Anyone actually bothered trying to replace these? I have a nice vintage set of Fittipaldis that I re-polished the lips on using the DIYs and other info from here (thanks guys!). But they've got these chrome-plated wheel rivets that are starting to flake on a few, so I figured I'd go all out and replace them. They are NOT plastic, they are actually some kind of cheap pot metal. I was hoping an Allen might actually help break the glue that is holding them on, but it stripped them immediately. Tried grabbing some of the ones that would allow a set of wide needle-nose with ridges for grip to get in there, but this just stripped the chrome off. Tried drilling one out, and the bit went through them easy enough, but the head is still sitting there. 

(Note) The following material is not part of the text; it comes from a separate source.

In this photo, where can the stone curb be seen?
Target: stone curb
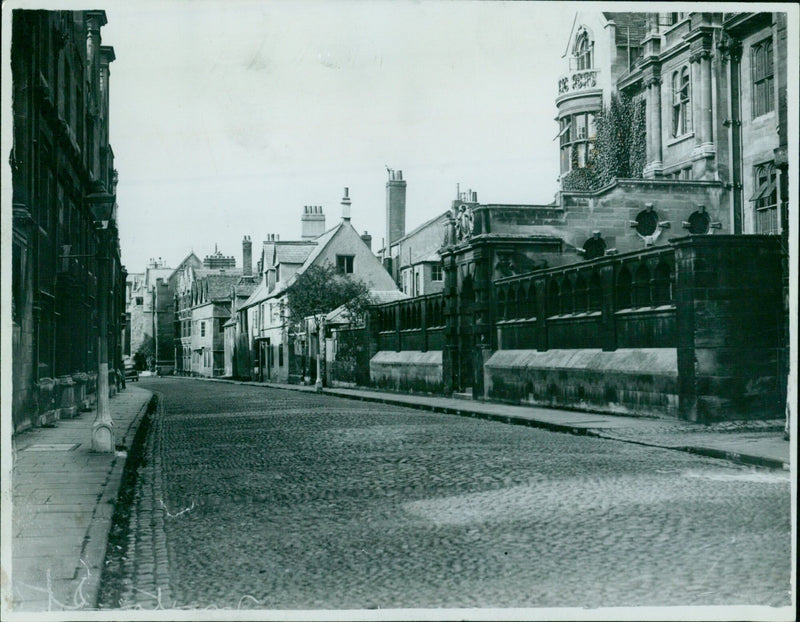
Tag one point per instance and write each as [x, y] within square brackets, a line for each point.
[709, 452]
[93, 552]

Any ideas? They're otherwise in great shape (now); I'd hate to let some crappy-looking wheel rivets let them down.


----------



## 87vr6 (Jan 17, 2002)

You need a punch and break off the head, and push the remaining rivet out.. Or, to really do this nicely, grab a tap and die set, find a tap that you think is a little bigger than the existing hole, use the appropriate drill bit, drill out all the rivets, tap them all, put nice bolts in the holes.


----------



## nobbyv (May 18, 2001)

87vr6 said:


> You need a punch and break off the head, and push the remaining rivet out.. Or, to really do this nicely, grab a tap and die set, find a tap that you think is a little bigger than the existing hole, use the appropriate drill bit, drill out all the rivets, tap them all, put nice bolts in the holes.


I think I'm going to try the "nice bolts" approach; short SS socket cap bolts are MUCH cheaper than buying the plastic chromed fake rivets (amazingly). Thanks for the tip!


----------